Binge drinking is a common form of problematic alcohol consumption in the U.S., especially among…
Does Binge Drinking Interfere with Young Adult Brain Development?
Young people making the transition from adolescence to adulthood go through a critical phase of brain development that finalizes their ability to do such things as make logical decisions, control their emotions, control their impulsive behaviors and plan for the future. Unfortunately, people undergoing this transition also often participate in a form of dangerous alcohol consumption called binge drinking. In a study published in June 2014 in the journal Alcoholism: Clinical & Experimental Research, researchers from two Harvard-affiliated institutions used modern imaging technology to determine if young adults who participate in binge drinking experience unusual changes in the developing areas of their brains.

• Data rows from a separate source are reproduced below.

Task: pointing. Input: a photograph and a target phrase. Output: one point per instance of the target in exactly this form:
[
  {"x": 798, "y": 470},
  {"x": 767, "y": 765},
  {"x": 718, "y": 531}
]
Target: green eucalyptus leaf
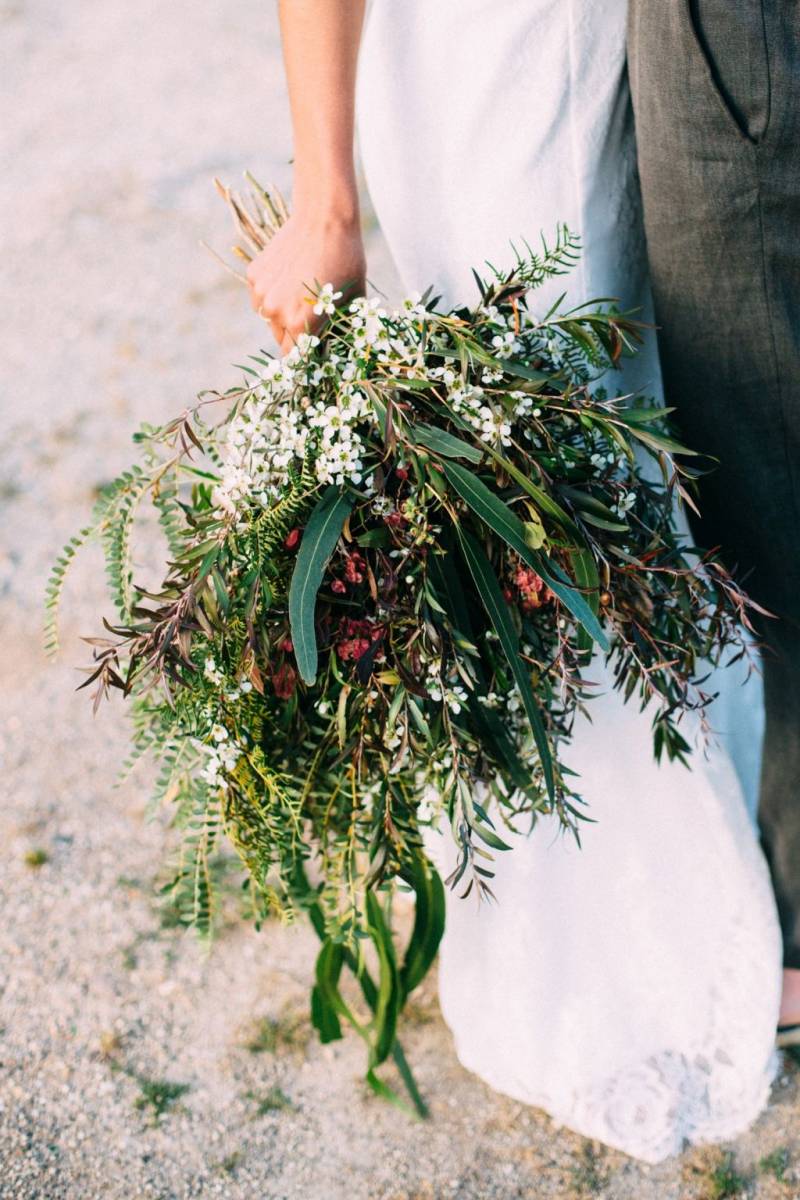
[
  {"x": 318, "y": 543},
  {"x": 500, "y": 617},
  {"x": 498, "y": 516},
  {"x": 444, "y": 443}
]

Binge drinkers endanger themselves by consuming enough alcohol in a couple of hours to reach at least the minimum limits for legal intoxication. While most affected individuals are not alcoholics, the practice can lead to an eventual diagnosis of alcoholism or non-addicted alcohol abuse (known together as alcohol use disorder). Other potential harms firmly linked to binge drinking involvement include alcohol poisoning, exposure to accidental or intentional injuries, sexual assault victimization or participation, possibly life-threatening cardiovascular (heart and blood vessel) problems, damage to other key organ systems and exposure to HIV or other infections transmitted through unprotected sexual contact.
In the U.S., binge-drinking participation is heaviest among older teenagers and young adults below the age of 35. All of the four subgroups within this age range (18- to 20-year-olds, 21- to 25-year-olds, 26- to 29-year-olds and 30- to 34-year-olds) maintain an overall binging involvement rate of at least 30 percent. The single highest rate of involvement (45.1 percent) occurs among people between the ages of 21 and 25.
Young Adult Brain Development
By the time they reach the end of adolescence and enter their 20s, human beings have reached the final stages of their normal brain development. However, significant amounts of development are still underway in a part of the brain called the prefrontal cortex, which helps produce and regulate the higher-level mental skills that largely distinguish humans from other species. One crucial skill finalized during the transition from adolescence to adulthood is executive function; this term collectively describes the ability to do things such as make sound judgments, solve complex problems, make moral choices, accurately weigh the pros and cons of a given situation, make behavioral corrections when necessary, rein in impulsive urges and maintain control over emotional fluctuations. Typically, executive function and other prefrontal cortex-related skills do not fully develop until a person reaches roughly age 25.
In the study published in Alcoholism: Clinical & Experimental Research, researchers from Harvard Medical School and McLean Hospital used MRI (magnetic resonance imaging) scans to examine the prefrontal cortexes of 23 binge-drinking young adults with an average age of 22. These scans covered details that included the surface features of three structures contained in the prefrontal cortex, as well as the relative thickness of the prefrontal cortex. A second group of 31 young adult alcohol consumers who did not binge drink also took part in the study. These individuals underwent the same MRI scans as their binge-drinking counterparts.
After completing a comparison between the binge drinkers and the non-binge drinkers, the researchers concluded that the binge-drinking study participants had unusually thin tissues in two of the three prefrontal cortex structures under consideration. Among both groups of participants, the relative thickness of one of the prefrontal cortex structures was associated with three factors: the amount of alcohol consumed by an individual, the frequency of alcohol use and the amount of time since the last episode of alcohol consumption. The unusual tissue thinness in this structure that the researchers identified in binge drinkers was linked to both a high amount of alcohol consumed during binge-drinking episodes and relatively frequent involvement in binge drinking.
The study’s authors note that their project was not set up to determine if unusual prefrontal cortex thinness in the binge-drinking participants first appeared before or after the initiation of binge-drinking behavior. However, they emphasize the fact that the observed changes in normal brain development may be the direct result of frequent and toxic exposure to alcohol. Essentially, the effects of alcohol exposure may prematurely activate a “pruning” routine in the prefrontal cortex that usually tidies up the brain after the completion of the development process.